Hi Everyone,
I'm trying to determine the q values of my dataset using p-values generated by Fisher's tests from PLINK (allelic and genotypic). The p values are associated with SNPs relevant against clinical outcome. I am trying to determine the most significant SNPs from my analysis out of 70 SNPs.
After comparing both 'bootstrap' and 'smoother' qvalues output. I realize that some of the qvalues are < original p values after a certain threshold which is not the value reporting "qobj$pi0".
This output is definitely odd since I should expect qvalues to be > p values, especially when the pvalue is 1 and the qvalue (bootstrap) reported is 0.17286 (qobj$pi0 value)
If anyone can give me some clues, that would be great!
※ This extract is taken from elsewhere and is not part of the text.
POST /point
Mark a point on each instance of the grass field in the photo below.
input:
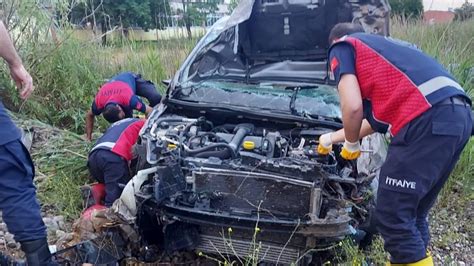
(67, 76)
I would be happy to paste my p-values if necessary.
Thanks in advance.
POST EDITED to include p-values (not sure how to attach a file here)
0.006211 0.231 0.1929 0.2727 0.0128 0.2003 0.02752 0.006144 1 0.6376 1 0.003863 0.002481 0.05531 0.02465 0.0141 0.0721 0.01738 0.0713 0.01848 0.02205 0.1721 0.03096 0.02307 0.06568 0.004345 0.0006609 0.00259 0.005319 0.0004572 0.0143 0.001896 0.02808 0.01518 0.1623 0.184 0.2339 0.2514 0.07164 0.04881 0.09818 0.1057 0.08894 0.07172 0.09818 0.1057 0.09542 0.1036 0.2362 0.2519 0.2516 0.2512 0.2186 0.1833 0.2036 0.1829 0.07978 0.04875 0.09542 0.1036 0.09361 0.1039 0.3349 0.3466 0.093 0.1488 0.042 0.02281 0.1044 0.07099 0.8093 0.8393 0.4839 0.441 0.8658 1 0.2296 0.2512 0.1019 0.1296 0.1154 0.1023 0.3635 0.1534 0.2095 0.2528 0.006035 0.001488 0.01061
Post the P values. Note that qvalue does not work as expected unless your P values have the correct distribution: uniform, with a possible (hopefully present) over-representation close to zero.